[7/N] MoE Refactor: the implementation of new framework (#9269)

2025-09-05 21:09:09 -07:00
parent dbb1235d58
commit 3fa62da78c
34 changed files with 1727 additions and 432 deletions
--- a/python/sglang/srt/layers/quantization/awq.py
+++ b/python/sglang/srt/layers/quantization/awq.py
@@ -34,7 +34,10 @@ from sglang.srt.layers.quantization.utils import get_scalar_types, replace_param

 if TYPE_CHECKING:
    from sglang.srt.layers.moe.moe_runner import MoeRunnerConfig
-    from sglang.srt.layers.moe.topk import StandardTopKOutput
+    from sglang.srt.layers.moe.token_dispatcher import (
+        StandardDispatchOutput,
+        CombineInput,
+    )

 from sglang.srt.utils import is_cuda, is_hip

@@ -736,24 +739,32 @@ class AWQMoEMethod(FusedMoEMethodBase):
        )
        replace_parameter(layer, "w2_qzeros", marlin_w2_zp)
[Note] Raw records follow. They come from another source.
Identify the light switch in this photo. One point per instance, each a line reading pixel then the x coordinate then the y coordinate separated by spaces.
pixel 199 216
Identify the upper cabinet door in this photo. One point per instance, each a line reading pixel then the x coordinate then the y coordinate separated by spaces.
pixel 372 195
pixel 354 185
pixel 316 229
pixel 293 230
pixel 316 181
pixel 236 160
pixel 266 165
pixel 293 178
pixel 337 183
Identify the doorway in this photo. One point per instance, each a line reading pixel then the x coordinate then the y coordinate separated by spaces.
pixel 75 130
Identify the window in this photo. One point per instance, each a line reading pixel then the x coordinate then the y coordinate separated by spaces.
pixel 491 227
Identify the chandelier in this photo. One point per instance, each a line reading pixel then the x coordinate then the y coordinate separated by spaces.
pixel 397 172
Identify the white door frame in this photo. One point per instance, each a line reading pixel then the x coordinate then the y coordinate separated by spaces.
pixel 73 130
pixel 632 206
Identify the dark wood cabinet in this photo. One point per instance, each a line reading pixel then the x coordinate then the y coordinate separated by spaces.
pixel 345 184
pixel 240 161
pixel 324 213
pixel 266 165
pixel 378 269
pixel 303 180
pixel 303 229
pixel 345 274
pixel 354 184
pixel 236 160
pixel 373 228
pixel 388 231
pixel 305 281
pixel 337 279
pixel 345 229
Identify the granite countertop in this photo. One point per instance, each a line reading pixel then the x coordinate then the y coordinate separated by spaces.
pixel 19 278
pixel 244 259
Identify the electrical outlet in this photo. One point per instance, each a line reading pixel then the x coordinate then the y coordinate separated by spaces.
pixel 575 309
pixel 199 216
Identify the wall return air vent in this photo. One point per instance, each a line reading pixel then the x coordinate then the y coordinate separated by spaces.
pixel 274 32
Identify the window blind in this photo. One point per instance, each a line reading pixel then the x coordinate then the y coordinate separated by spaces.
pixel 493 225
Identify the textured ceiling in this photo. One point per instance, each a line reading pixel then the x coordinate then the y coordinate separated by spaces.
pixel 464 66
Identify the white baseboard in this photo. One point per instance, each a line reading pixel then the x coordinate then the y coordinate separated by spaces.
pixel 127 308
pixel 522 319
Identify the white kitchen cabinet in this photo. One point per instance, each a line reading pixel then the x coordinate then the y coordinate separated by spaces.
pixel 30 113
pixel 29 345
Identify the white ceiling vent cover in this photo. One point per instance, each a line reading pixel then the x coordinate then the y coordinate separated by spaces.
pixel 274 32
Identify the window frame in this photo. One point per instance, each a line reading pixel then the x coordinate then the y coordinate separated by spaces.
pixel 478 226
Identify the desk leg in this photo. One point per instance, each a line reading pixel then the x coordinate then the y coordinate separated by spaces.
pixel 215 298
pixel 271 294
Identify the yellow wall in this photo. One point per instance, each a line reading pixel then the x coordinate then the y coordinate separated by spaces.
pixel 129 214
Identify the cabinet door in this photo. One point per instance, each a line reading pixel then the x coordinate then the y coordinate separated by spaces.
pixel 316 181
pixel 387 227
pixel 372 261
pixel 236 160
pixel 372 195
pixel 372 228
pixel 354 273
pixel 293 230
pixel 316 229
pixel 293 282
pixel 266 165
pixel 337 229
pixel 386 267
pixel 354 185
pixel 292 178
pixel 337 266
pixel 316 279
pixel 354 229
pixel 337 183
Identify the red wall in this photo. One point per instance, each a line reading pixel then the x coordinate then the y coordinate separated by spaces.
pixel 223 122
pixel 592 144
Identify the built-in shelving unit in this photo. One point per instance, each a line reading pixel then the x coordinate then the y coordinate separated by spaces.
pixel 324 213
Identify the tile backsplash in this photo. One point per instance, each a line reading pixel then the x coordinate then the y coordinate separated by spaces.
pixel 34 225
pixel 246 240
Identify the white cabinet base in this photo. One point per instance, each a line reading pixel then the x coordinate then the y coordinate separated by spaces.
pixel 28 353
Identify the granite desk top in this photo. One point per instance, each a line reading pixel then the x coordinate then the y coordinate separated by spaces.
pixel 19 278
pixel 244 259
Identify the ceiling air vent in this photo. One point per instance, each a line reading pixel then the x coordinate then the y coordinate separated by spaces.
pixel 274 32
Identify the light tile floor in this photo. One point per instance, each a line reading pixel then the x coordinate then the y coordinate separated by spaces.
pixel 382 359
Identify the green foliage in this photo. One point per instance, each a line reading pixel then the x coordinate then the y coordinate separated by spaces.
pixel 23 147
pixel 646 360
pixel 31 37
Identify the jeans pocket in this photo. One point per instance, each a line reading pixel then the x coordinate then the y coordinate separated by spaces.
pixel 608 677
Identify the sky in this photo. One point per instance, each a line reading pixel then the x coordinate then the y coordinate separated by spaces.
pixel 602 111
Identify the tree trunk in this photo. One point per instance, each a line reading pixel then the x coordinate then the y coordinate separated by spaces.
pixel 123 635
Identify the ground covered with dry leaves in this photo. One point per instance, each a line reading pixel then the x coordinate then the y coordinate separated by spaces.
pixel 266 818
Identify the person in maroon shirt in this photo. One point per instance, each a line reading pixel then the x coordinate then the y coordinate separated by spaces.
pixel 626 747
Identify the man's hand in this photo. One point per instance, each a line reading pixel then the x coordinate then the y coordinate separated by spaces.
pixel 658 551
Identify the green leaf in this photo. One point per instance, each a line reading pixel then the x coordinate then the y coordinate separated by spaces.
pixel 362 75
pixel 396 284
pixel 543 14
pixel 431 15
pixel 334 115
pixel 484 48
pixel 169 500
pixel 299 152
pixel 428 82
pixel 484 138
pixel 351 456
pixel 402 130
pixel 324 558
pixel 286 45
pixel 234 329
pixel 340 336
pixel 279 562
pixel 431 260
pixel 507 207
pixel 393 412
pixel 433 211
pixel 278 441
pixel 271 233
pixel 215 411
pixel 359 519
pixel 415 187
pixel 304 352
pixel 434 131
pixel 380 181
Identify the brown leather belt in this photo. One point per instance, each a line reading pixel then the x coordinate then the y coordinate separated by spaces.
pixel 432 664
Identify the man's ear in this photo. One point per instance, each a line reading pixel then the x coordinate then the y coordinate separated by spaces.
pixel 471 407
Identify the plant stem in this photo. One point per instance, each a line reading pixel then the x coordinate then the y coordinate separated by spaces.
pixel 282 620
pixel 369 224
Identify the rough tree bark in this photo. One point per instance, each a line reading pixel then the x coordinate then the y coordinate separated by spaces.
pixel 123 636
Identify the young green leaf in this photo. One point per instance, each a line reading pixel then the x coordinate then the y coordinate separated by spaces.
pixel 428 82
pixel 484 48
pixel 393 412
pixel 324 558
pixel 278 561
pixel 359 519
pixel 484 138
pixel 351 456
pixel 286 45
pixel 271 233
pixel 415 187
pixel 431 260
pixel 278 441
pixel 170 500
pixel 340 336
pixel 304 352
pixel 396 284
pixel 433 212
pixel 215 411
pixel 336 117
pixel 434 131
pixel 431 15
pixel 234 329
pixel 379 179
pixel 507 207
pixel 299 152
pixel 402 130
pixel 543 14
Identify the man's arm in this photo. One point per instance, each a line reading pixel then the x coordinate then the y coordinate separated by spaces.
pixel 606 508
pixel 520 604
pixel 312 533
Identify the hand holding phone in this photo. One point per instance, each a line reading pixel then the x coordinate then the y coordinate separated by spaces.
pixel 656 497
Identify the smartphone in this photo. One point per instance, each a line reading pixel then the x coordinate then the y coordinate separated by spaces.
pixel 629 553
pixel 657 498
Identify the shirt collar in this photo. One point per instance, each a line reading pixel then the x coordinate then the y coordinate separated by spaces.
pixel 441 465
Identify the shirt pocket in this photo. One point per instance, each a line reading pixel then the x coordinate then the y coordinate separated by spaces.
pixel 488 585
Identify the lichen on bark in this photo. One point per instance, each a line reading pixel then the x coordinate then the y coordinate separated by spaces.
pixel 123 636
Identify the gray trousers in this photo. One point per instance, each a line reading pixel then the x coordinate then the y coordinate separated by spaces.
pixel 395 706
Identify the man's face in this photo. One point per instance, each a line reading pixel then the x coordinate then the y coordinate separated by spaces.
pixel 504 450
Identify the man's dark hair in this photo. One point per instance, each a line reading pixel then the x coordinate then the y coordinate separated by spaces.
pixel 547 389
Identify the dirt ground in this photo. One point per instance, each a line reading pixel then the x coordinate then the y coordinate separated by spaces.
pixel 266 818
+    def create_moe_runner(
+        self, layer: torch.nn.Module, moe_runner_config: MoeRunnerConfig
+    ):
+        self.moe_runner_config = moe_runner_config
+
    def apply(
        self,
        layer: torch.nn.Module,
-        x: torch.Tensor,
-        topk_output: StandardTopKOutput,
-        moe_runner_config: MoeRunnerConfig,
-    ) -> torch.Tensor:
+        dispatch_output: StandardDispatchOutput,
+    ) -> CombineInput:
+        from sglang.srt.layers.moe.token_dispatcher import StandardCombineInput
+
        assert (
-            moe_runner_config.activation == "silu"
+            self.moe_runner_config.activation == "silu"
        ), "Only SiLU activation is supported."

        # The input must currently be float16
+        x = dispatch_output.hidden_states
+        topk_output = dispatch_output.topk_output
+
        orig_dtype = x.dtype
        x = x.half()

        topk_weights, topk_ids, router_logits = topk_output

-        return fused_marlin_moe(
+        output = fused_marlin_moe(
            x,
            layer.w13_qweight,
            layer.w2_qweight,
@@ -768,3 +779,4 @@ class AWQMoEMethod(FusedMoEMethodBase):
            w2_zeros=layer.w2_qzeros,
            num_bits=self.quant_config.weight_bits,
        ).to(orig_dtype)
+        return StandardCombineInput(hidden_states=output)